My father had left when I was less than a year old. I sent him my findings, including the information on his parent's parents, our surname line back to the water's edge and another line that runs to four passengers on the Mayflower, including one who had previously been at Jamestown, Virginia. He never gave me a family but I gave him one.

My daughter and I are now together again and from time to time we resume genealogical work. She has been working on new lines of ancestry for her daughter. I have taken up with all of my ancestry, including the descendants of my stepfather, Art Watts.

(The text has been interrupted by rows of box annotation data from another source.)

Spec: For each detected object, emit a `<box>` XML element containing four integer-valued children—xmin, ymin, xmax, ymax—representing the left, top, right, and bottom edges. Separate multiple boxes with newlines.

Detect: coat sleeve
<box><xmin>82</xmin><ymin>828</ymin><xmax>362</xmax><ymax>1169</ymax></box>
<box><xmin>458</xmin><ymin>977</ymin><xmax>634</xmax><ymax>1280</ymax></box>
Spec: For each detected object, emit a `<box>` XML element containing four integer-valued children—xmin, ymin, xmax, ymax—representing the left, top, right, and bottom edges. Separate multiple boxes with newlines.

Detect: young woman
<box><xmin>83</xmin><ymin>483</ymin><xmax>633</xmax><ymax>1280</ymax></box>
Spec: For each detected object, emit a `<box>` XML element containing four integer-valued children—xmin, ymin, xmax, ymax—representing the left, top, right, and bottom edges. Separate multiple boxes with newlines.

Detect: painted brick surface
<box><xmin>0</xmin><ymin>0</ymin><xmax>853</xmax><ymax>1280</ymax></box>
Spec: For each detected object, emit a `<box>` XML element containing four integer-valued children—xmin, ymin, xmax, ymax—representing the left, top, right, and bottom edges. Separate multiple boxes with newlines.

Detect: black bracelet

What I really can't get over is the fact that I used to drive long distances, sit long hours in uncomfortable chairs and take rolls of microfilm to cranky copier machines that only produced nearly illegible wet copy. Meals were difficult to obtain. We used to push on til closing time even if our brains were fried because we were miles from home and might not ever be able to return. Now I can work at my own desk in my bathrobe at 4 am with fresh coffee at hand and print legible copy off my computer. I can nap when I please. I can compose a relatively full record on a minor relative in an hour and see documents I never imagined. I can add my documents and pictures to the material others can search. Fantastic. So I am reviewing all my lines. Surprisingly, I already had the basics in most cases but some new information has come and others stories been filled out. Can one thank the internet? I don't know how. But I do thank the founders of the Whitney Research Group.